I am using Spark 2.2 on Databricks and trying to implement a Kinesis sink to write from Spark to a Kinesis stream.
I am using the following provide sample from here https://docs.databricks.com/_static/notebooks/structured-streaming-kinesis-sink.html
/**
* A simple Sink that writes to the given Amazon Kinesis `stream` in the given `region`. For authentication, users may provide
* `awsAccessKey` and `awsSecretKey`, or use IAM Roles when launching their cluster.
*
* This Sink takes a two column Dataset, with the columns being the `partitionKey`, and the `data` respectively.

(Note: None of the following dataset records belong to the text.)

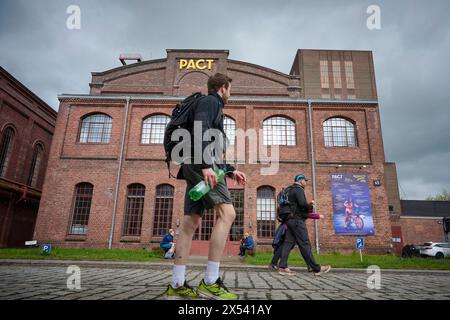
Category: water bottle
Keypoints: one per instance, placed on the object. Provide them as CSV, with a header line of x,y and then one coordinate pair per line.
x,y
201,188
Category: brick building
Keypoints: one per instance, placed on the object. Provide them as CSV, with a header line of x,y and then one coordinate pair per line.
x,y
107,183
26,130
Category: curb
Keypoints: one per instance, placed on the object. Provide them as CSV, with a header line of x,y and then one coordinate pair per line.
x,y
168,264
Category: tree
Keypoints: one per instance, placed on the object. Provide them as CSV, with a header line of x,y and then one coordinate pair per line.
x,y
444,196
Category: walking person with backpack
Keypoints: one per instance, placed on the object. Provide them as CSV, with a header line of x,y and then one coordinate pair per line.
x,y
295,211
207,111
280,233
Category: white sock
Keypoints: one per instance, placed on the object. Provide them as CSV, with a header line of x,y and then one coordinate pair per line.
x,y
178,274
212,272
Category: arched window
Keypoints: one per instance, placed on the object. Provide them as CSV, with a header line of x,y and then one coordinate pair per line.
x,y
35,165
265,211
163,209
279,131
134,210
96,128
153,129
339,132
5,149
82,199
229,126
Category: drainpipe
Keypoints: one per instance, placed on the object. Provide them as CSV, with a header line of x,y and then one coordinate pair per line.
x,y
313,163
119,173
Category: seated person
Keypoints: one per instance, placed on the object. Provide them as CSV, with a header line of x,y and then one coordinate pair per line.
x,y
247,243
167,242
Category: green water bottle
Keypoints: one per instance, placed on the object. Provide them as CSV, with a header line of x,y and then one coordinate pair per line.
x,y
201,188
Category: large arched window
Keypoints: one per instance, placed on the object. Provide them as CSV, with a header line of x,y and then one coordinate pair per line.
x,y
35,165
339,132
134,211
82,199
279,131
153,129
229,126
265,211
96,128
163,209
5,149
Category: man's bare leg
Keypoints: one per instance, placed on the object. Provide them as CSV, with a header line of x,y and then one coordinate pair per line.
x,y
184,242
225,218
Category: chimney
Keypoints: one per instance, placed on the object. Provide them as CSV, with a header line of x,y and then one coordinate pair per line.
x,y
130,56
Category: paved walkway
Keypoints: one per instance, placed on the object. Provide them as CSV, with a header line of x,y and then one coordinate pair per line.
x,y
99,280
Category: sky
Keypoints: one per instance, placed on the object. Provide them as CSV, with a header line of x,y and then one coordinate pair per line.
x,y
410,50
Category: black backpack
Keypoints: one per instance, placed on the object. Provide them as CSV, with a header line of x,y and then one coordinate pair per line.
x,y
181,118
285,208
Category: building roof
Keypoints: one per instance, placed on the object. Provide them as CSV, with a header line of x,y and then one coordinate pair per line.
x,y
425,208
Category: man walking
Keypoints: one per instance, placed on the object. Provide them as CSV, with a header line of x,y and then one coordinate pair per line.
x,y
296,232
209,114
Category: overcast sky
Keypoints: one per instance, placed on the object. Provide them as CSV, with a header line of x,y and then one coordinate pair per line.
x,y
411,52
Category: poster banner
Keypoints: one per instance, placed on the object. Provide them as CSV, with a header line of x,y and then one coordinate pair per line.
x,y
351,204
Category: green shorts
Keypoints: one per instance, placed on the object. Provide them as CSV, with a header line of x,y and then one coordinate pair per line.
x,y
219,194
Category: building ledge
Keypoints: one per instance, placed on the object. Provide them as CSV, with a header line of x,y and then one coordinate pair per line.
x,y
76,237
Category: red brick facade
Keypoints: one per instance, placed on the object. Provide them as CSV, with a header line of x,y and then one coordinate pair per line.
x,y
31,122
153,87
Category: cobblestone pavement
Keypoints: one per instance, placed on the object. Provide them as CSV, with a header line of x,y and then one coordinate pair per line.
x,y
49,281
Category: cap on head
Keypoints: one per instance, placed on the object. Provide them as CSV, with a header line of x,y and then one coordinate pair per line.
x,y
300,177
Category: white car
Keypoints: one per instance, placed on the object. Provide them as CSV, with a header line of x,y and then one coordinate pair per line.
x,y
434,249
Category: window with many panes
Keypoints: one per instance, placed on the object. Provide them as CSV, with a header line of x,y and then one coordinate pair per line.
x,y
339,132
5,149
153,129
35,165
229,126
134,210
324,78
279,131
95,128
82,199
162,220
265,212
337,77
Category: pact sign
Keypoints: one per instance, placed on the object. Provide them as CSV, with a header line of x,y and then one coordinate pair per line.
x,y
196,64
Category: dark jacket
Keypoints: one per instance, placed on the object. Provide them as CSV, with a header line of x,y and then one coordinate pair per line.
x,y
297,198
208,111
248,243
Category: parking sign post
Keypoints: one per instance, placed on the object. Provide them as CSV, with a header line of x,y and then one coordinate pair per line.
x,y
360,246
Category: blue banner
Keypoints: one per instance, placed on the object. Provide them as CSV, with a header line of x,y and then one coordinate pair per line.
x,y
351,204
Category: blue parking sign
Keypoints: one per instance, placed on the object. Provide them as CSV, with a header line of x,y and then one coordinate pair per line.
x,y
360,243
46,248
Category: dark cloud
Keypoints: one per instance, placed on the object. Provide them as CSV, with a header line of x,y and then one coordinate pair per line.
x,y
410,52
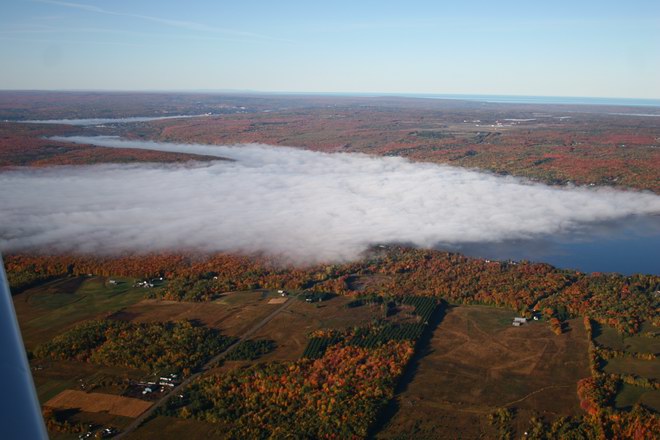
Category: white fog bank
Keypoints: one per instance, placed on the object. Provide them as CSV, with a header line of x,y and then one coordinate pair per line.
x,y
303,205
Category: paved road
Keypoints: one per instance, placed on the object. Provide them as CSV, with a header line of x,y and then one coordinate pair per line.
x,y
210,364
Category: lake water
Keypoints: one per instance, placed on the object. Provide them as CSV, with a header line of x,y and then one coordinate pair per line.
x,y
459,204
626,246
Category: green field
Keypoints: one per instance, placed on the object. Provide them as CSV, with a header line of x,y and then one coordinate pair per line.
x,y
47,310
638,367
639,343
631,394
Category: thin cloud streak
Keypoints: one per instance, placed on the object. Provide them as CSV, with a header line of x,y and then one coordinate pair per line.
x,y
301,205
181,24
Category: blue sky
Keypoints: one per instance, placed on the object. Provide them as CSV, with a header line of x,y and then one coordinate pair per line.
x,y
561,48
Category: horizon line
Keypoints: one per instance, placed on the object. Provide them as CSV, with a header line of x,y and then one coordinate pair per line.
x,y
413,95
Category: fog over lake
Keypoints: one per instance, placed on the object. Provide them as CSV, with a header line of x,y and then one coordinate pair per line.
x,y
307,207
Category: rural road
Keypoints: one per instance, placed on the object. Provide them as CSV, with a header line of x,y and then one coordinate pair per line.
x,y
217,358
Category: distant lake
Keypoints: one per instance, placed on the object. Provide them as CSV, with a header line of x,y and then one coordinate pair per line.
x,y
627,246
102,121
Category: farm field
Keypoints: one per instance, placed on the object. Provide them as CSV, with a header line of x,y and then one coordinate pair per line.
x,y
629,395
98,402
476,362
52,377
52,307
172,428
290,329
638,367
233,313
639,343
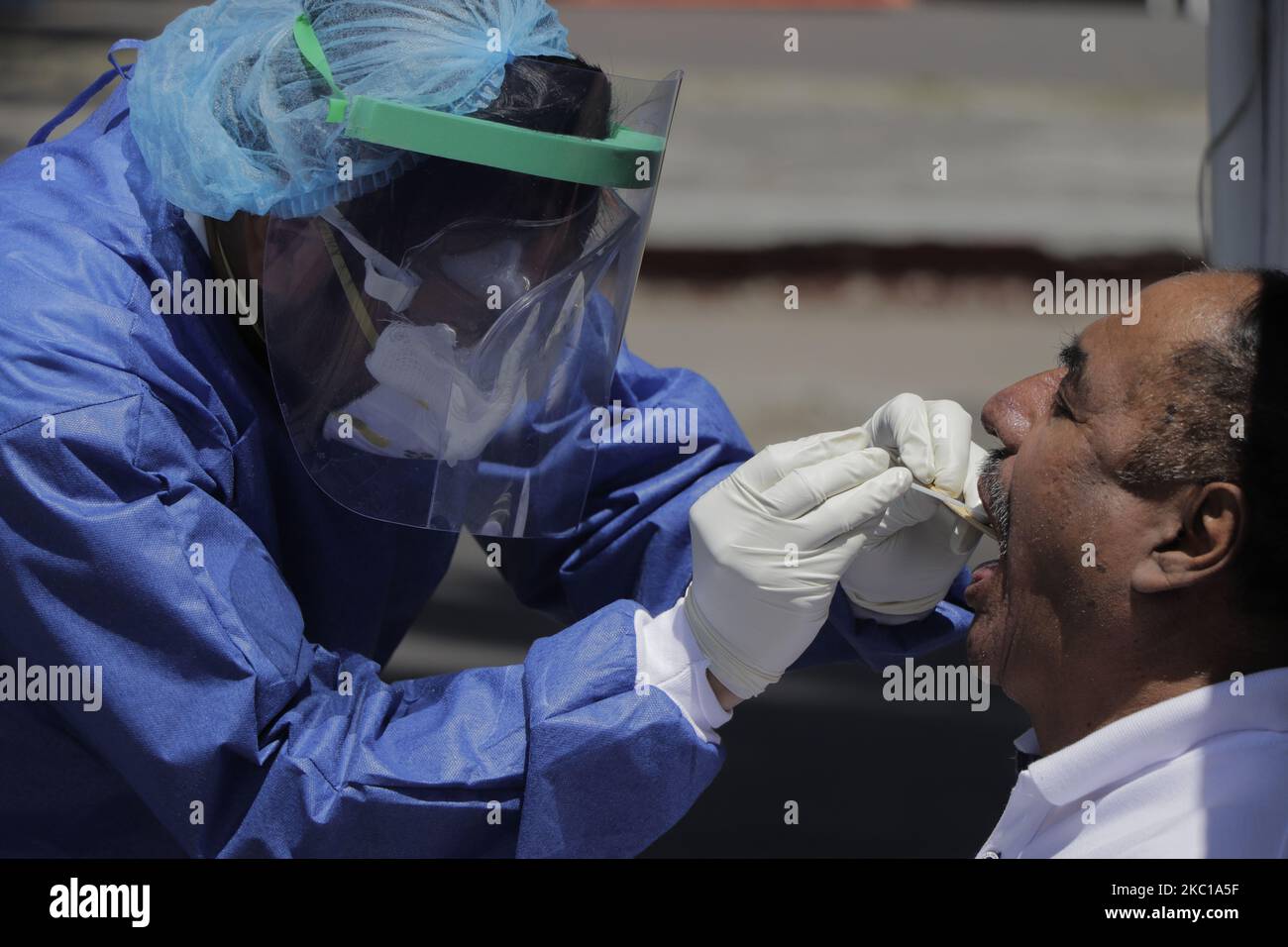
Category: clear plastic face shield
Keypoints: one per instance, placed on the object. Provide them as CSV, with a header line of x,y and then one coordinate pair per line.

* We will buffer data up to `maxBufferSize` before flushing to Kinesis in order to reduce cost.
*/
class KinesisSink(
stream: String,
region: String,
awsAccessKey: Option[String] = None,
awsSecretKey: Option[String] = None) extends ForeachWriter[(String, Array[Byte])] {
// Configurations
private val maxBufferSize = 500 * 1024 // 500 KB
private var client: AmazonKinesis = _
private val buffer = new ArrayBuffer[PutRecordsRequestEntry]()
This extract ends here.